The plots shown here are representative and the data from replicate experiments is presented in S4 Table along with curves in S2 and S3 Figures. Each plot shows the data collected from a titration BLI experiment where the concentration of the c-Raf-RBD variant is incrementally increased. The concentrations for the wild-type variant were 10, 50, 150, 200, and 300 nM. The concentrations for all of the other variants were 10, 25, 25, 75, 75, 125, and 200 nM. Repeat intermediate concentrations were used as loading controls. These curves were then fit using a mass transport model within the Octet Data Analysis HT software provided by FortéBio in order to calculate the Kd value for each variant’s binding to KRas. The values in the table here (bottom right) are average Kd values shown with 2 standard deviations calculated from replicate experiments (see S4 Table, S2 and S3 Figures). The values presented here for wild-type, A85K, and c-Raf-RBD(RK) agree well with previously reported Kd values [60]. The best binding variant, c-Raf-RBD(RKY), binds to KRas about 5 times better than the previous tightest-known binder, c-Raf-RBD(RK), and about 36 times better than the design starting point, wild-type c-Raf-RBD.
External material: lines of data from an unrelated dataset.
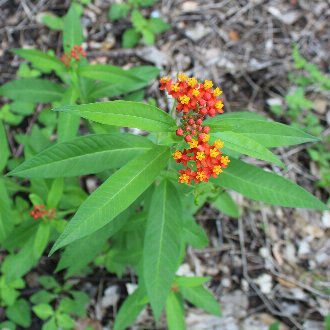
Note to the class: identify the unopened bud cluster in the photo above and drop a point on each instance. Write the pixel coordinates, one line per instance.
(39, 211)
(75, 54)
(194, 101)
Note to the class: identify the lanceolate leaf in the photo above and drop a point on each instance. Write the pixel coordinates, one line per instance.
(124, 113)
(269, 134)
(226, 205)
(32, 90)
(175, 312)
(6, 218)
(201, 298)
(130, 310)
(80, 253)
(40, 59)
(245, 145)
(114, 195)
(72, 33)
(84, 155)
(115, 81)
(268, 187)
(68, 125)
(4, 148)
(162, 244)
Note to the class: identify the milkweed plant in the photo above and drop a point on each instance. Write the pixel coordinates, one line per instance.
(151, 183)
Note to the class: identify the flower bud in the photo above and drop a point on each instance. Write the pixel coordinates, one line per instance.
(206, 129)
(179, 132)
(188, 138)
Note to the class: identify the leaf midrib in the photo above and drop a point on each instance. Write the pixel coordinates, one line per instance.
(258, 153)
(76, 157)
(115, 195)
(161, 240)
(260, 186)
(81, 112)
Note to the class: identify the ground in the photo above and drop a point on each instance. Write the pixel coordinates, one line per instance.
(273, 263)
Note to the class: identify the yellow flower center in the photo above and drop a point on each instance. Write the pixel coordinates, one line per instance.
(225, 160)
(206, 138)
(195, 92)
(200, 176)
(208, 84)
(214, 152)
(164, 80)
(218, 144)
(193, 144)
(182, 77)
(175, 87)
(217, 92)
(200, 155)
(219, 105)
(184, 178)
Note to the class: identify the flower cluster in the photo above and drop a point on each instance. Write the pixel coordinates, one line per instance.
(75, 54)
(194, 101)
(39, 211)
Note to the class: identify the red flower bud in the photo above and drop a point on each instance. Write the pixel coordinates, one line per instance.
(206, 129)
(179, 132)
(188, 138)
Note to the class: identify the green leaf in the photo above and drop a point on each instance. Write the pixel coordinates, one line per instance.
(269, 134)
(32, 90)
(112, 82)
(42, 297)
(48, 282)
(84, 155)
(40, 59)
(247, 146)
(202, 298)
(268, 187)
(124, 113)
(6, 216)
(148, 36)
(43, 311)
(52, 21)
(68, 124)
(157, 25)
(118, 11)
(72, 32)
(65, 321)
(175, 312)
(194, 234)
(7, 325)
(20, 313)
(41, 239)
(55, 194)
(191, 281)
(226, 205)
(114, 195)
(162, 244)
(50, 325)
(4, 147)
(131, 38)
(130, 310)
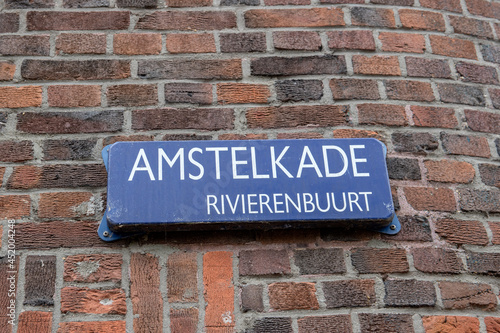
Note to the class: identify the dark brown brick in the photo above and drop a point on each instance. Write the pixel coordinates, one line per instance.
(349, 293)
(75, 70)
(293, 116)
(170, 118)
(371, 260)
(436, 260)
(40, 280)
(70, 122)
(60, 21)
(190, 69)
(275, 66)
(264, 262)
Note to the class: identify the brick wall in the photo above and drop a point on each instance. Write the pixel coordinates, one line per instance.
(420, 75)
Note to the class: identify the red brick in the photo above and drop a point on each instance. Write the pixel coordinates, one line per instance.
(145, 293)
(294, 116)
(453, 47)
(75, 70)
(81, 43)
(219, 290)
(465, 145)
(382, 114)
(397, 42)
(86, 300)
(297, 40)
(422, 20)
(297, 17)
(371, 260)
(20, 97)
(264, 262)
(376, 65)
(373, 17)
(182, 277)
(351, 40)
(116, 326)
(60, 21)
(133, 43)
(429, 198)
(437, 260)
(292, 296)
(72, 96)
(188, 20)
(93, 268)
(191, 43)
(184, 320)
(438, 324)
(449, 171)
(241, 93)
(14, 206)
(34, 321)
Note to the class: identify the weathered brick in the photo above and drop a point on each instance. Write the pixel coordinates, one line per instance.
(70, 122)
(453, 47)
(60, 21)
(20, 97)
(325, 324)
(242, 42)
(145, 293)
(371, 260)
(219, 290)
(373, 17)
(264, 262)
(292, 296)
(81, 43)
(170, 118)
(397, 42)
(274, 66)
(297, 17)
(320, 261)
(462, 295)
(421, 67)
(86, 300)
(182, 276)
(421, 20)
(354, 89)
(349, 293)
(190, 69)
(75, 70)
(351, 40)
(449, 171)
(436, 260)
(409, 90)
(196, 93)
(187, 20)
(40, 280)
(429, 116)
(133, 43)
(382, 114)
(479, 200)
(465, 145)
(376, 65)
(91, 268)
(72, 96)
(191, 43)
(293, 116)
(297, 40)
(436, 324)
(400, 293)
(461, 94)
(387, 323)
(403, 168)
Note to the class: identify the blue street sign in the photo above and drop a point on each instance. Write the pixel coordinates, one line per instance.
(180, 183)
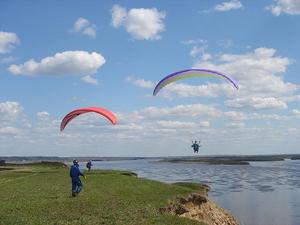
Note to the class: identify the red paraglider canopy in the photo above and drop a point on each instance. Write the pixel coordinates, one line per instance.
(104, 112)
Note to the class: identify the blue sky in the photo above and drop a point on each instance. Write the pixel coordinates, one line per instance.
(56, 56)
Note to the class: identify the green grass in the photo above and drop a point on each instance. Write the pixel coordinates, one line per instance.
(40, 194)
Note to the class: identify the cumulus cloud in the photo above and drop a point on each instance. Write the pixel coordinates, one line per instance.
(257, 103)
(42, 115)
(182, 110)
(65, 63)
(227, 6)
(10, 110)
(8, 41)
(291, 7)
(140, 82)
(90, 80)
(142, 24)
(9, 131)
(257, 72)
(296, 112)
(84, 26)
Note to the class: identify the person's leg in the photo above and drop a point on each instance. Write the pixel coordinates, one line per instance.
(79, 186)
(74, 187)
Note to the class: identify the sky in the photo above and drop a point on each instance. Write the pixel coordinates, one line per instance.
(57, 56)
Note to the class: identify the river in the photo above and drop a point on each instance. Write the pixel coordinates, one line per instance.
(262, 193)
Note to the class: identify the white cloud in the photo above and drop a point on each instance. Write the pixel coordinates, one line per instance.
(234, 115)
(291, 7)
(140, 82)
(142, 24)
(235, 125)
(183, 110)
(119, 15)
(65, 63)
(186, 90)
(8, 59)
(43, 115)
(256, 72)
(9, 131)
(8, 41)
(84, 26)
(230, 5)
(257, 103)
(90, 80)
(296, 112)
(10, 110)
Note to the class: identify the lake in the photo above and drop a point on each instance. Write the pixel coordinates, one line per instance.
(262, 193)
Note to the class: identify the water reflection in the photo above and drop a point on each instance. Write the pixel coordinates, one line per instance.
(262, 193)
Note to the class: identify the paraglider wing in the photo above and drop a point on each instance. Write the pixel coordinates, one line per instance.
(191, 73)
(104, 112)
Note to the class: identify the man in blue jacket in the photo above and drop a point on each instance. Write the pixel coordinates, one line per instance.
(75, 174)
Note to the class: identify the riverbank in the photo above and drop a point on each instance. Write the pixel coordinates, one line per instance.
(40, 194)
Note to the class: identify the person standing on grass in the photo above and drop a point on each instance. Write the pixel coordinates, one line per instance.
(75, 174)
(89, 165)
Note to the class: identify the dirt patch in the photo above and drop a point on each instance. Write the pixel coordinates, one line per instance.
(198, 207)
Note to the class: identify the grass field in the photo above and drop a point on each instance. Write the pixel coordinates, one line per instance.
(41, 194)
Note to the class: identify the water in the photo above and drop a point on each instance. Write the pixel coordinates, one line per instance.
(262, 193)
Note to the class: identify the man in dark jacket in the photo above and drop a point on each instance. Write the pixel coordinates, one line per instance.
(75, 174)
(196, 146)
(89, 165)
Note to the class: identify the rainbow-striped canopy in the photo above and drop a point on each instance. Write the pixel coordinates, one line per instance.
(191, 73)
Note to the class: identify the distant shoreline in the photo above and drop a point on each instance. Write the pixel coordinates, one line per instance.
(213, 160)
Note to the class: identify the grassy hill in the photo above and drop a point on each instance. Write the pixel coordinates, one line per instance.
(41, 194)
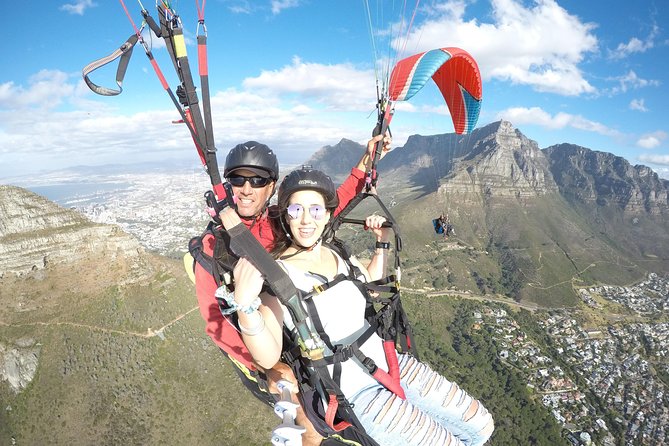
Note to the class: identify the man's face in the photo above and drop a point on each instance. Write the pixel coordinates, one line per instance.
(250, 200)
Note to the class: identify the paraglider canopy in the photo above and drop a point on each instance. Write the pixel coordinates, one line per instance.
(457, 76)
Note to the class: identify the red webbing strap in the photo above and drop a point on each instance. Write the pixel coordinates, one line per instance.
(393, 374)
(330, 413)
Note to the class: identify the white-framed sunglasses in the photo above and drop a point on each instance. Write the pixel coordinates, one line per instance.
(316, 211)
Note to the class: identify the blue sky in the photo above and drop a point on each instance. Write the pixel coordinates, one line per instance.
(299, 74)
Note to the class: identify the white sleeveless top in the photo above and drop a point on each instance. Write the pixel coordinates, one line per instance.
(341, 309)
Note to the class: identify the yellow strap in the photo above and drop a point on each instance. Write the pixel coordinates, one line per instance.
(189, 265)
(179, 45)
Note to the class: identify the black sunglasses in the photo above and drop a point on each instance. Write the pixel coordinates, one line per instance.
(239, 180)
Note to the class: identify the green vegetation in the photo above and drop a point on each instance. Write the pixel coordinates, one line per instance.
(447, 341)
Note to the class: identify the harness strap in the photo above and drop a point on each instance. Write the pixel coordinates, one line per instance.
(244, 244)
(124, 52)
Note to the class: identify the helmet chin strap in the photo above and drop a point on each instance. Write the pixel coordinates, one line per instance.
(294, 242)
https://doi.org/10.1371/journal.pcbi.1007447.g010

Experimental materials and methods

Each variant of c-Raf-RBD was expressed and purified (see S2 Text) with cysteine residues at positions 81 and 96 substituted for isoleucine and methionine, respectively. These mutations were previously reported to have a minimal affect on the stability of c-Raf-RBD [55] and their substitution allows for the use of the c-Raf-RBD constructs in other assays (not mentioned herein). Additionally, we do not believe these residue substitutions have a large effect since the Kd values determined herein align with previously reported Kd values [60] (see Fig 10). KRas was expressed and purified (see S3 Text) with a poly-histidine protein tag (His-tag) and loaded with a non-hydrolyzable GTP analog, GppNHp. KRas was also made to include a substitution at position 118 from cysteine to serine in order to increase expression and stability [75].

Bio-layer interferometry (BLI) dissociation rate and response screening.

His-tagged KRasGppNHp was immobilized in nickel-nitrilotriacetic acid (Ni-NTA) biosensors tips and dipped into a single concentration of 250 nM for each c-Raf-RBD variant using an Octet Red96 instrument (FortéBio). All samples were previously diluted in kinetics buffer (PBS [pH 7.2], 0.01% [w/v] BSA, 0.002% [v/v] Tween 20) supplemented with 200 mM NaCl, 5 mM MgCl2 and 1 mM TCEP. After steady state was achieved for all samples, samples were allowed to dissociate in kinetics buffer (PBS [pH 7.2], 0.01% [w/v] BSA, 0.002% [v/v] Tween 20) supplemented with 200 mM NaCl 5mM MgCl2 and 1mM TCEP. A buffer blank and binding of c-Raf-RBD variants to Ni-NTA tips in the absence of KRasGppNHp were used as references for double subtraction. Curves (see Fig 8) were aligned on the y-axis to the average baseline, and an inter-step correction was aligned to the dissociation step. A dissociation only 1:1 binding model was used to fit the dissociation rate for a window of 120 s.

Bio-layer interferometry (BLI) titration assay.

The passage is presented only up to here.